Der öffentlich-rechtliche Rundfunk hat schon wieder ein Antisemitismus-Problem. Nach den Vorwürfen gegen Nemi El-Hassan geht es nun um die Comedy-Autorin und Poetry-Slammerin Feyza-Yasmin Ayhan. Sie arbeitet als Autorin an einem neuen Sitcom-Format mit, das das ZDF bei einer Produktionsfirma in Auftrag gegeben hat. Die Aufregung groß: Der jungen Berlinerin mit dem Künstlernamen Yasmin Poesie wird vorgeworfen, auf ihren Social-Media-Kanälen antisemitische Positionen zu propagieren.

Sind die Fälle El-Hassan und Ayhan vergleichbar? Und haben Sender wie das ZDF das strukturelle Problem, dass sie um jeden Preis diverser werden wollen, aber dabei keinen Blick für Antisemitismus haben, wie Kritiker anprangern? Oder sind solche Fälle nur ein gefundenes Fressen vor allem für Rechte und für konservative Journalisten, um eine Kampagne gegen die Öffentlich-Rechtlichen zu fahren?

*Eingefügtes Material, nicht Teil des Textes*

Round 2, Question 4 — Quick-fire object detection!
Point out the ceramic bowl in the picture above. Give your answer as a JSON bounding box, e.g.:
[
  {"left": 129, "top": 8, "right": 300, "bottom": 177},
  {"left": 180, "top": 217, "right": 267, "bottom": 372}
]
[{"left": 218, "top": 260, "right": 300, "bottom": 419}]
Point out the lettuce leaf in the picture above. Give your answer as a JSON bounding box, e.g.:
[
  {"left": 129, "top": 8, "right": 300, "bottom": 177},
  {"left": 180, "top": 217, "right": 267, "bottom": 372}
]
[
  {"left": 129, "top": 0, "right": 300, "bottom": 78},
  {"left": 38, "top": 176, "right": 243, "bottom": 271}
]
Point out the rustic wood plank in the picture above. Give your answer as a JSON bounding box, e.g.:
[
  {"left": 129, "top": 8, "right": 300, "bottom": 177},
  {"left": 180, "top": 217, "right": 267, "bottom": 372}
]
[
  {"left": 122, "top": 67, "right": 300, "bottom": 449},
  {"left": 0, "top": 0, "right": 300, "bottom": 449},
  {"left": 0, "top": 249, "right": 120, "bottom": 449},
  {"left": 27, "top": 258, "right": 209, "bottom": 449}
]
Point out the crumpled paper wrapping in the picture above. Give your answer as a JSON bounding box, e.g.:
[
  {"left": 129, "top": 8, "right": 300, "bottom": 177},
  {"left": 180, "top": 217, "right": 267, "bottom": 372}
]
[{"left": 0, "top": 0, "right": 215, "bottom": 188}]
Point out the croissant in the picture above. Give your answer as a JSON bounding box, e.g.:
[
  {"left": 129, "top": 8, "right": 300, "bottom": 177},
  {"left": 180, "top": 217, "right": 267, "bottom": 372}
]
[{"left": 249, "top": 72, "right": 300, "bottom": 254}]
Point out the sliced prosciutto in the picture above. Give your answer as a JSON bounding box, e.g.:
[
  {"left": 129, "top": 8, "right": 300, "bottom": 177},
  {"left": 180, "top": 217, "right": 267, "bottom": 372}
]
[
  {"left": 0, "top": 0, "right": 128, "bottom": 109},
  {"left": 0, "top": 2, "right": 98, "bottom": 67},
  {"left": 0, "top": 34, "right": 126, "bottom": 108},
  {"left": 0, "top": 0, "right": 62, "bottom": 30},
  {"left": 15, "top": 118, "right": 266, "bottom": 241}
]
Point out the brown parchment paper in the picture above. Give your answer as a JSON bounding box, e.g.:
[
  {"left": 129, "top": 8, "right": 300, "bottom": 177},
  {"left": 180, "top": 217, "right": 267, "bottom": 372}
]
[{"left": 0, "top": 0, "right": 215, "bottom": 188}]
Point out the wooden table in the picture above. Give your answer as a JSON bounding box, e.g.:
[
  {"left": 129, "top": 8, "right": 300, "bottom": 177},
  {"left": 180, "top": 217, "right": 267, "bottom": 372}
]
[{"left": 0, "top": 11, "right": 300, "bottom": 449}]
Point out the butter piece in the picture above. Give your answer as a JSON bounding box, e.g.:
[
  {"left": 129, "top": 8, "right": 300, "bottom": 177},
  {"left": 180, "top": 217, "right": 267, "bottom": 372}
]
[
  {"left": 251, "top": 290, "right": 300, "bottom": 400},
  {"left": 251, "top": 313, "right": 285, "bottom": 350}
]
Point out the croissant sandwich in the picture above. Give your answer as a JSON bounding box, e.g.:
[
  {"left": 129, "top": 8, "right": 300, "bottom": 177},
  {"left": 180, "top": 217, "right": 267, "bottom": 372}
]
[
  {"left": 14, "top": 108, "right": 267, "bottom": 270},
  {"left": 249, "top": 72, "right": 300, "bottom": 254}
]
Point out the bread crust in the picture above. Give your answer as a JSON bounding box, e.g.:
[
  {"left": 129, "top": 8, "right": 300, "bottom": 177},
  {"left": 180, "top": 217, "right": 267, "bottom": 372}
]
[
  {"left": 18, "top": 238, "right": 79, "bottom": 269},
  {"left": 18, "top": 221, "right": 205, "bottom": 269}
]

Holger Klein blickt nicht mehr durch und ruft deshalb bei Übermedien-Autor Andrej Reisin an. Der findet, dass die Polarisierung falsch ist. Ayhans Äußerungen seien durchaus problematisch. Aber Reisin glaubt auch: Statt mit Etiketten zu werfen, sollten wir eine inhaltliche Debatte darüber führen, was im öffentlichen Raum vertretbar ist und was jenseits unserer politischen Kultur steht. Und er findet: Wir sollten mit den Betroffenen reden.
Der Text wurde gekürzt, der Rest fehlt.